What happened

Shares of Hertz Global Holdings, Inc. (HTZG.Q) have lost 33% so far this year, according to data from S&P Global Market Intelligence. This is as the rental car industry has continued to struggle, disrupted by ride-hailing services like Uber and other changes in transportation.

The rental-car leader sold off on both of its quarterly earnings reports as the company's performance continued to disappoint. As the chart below shows, though shares have fallen over most of the year, the stock's biggest drop came in May after its first-quarter earnings report:

HTZ Chart

HTZ data by YCharts.

So what

Hertz stock first dipped sharply on Jan. 16 after rival Avis (CAR 0.76%) offered a weak preliminary earnings report, which sent Hertz shares down 15% as Avis noted "ongoing headwinds" that would pressure performance in 2018.

Hertz would soon recover those losses, in part because of an upgrade from Macquarie Research, but resume its slide in February. The stock actually bounced back briefly when Avis reported a better-than-expected earnings report that month, but Hertz then lost 6% on Feb. 28 when its own earnings report came out. Hertz reported a wider loss than expected, at $0.77 per share against expectations of a $0.60 loss, as expenses related to its turnaround effort proved more costly than expected.

A man sitting in a car is handed a key.

Image source: Getty Images.

On April 17, the stock fell another 7% as car-sharing platform Turo said it would open itself up to independent rental-car companies. Finally, the stock crashed in May, losing 14% after Hertz again reported a wider loss than expected with an adjusted shortfall of $1.58 on the bottom line.
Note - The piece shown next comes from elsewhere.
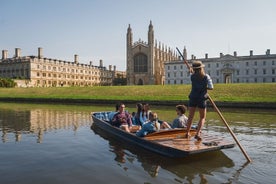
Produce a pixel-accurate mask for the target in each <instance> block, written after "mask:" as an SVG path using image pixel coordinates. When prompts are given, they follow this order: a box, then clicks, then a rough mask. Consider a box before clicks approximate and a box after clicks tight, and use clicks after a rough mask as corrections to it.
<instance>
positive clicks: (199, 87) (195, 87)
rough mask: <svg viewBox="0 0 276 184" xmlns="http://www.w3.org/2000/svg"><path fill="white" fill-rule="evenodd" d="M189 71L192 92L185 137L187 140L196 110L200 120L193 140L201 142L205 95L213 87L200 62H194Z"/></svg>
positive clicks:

The stock recovered some of those losses after used-car prices were reported at record highs, meaning Hertz can reap more money in sales, but then fell again on a downgrade from Morgan Stanley.

Now what

Rival Avis is also down 28% this year, indicating that Hertz's problems are shared across the industry -- these two are the only large publicly traded rental-car companies. Rental cars are often seen as a bad business, as there are high costs and many available substitutes, especially with technology advancing and app-based ride platforms like Uber becoming more popular. Self-driving cars could even make the industry largely obsolete.

Hertz stock is now down a whopping 86% in the last five years as the company has put up consistent losses. If it can't win in this kind of economy, it's hard to see how it will win in any.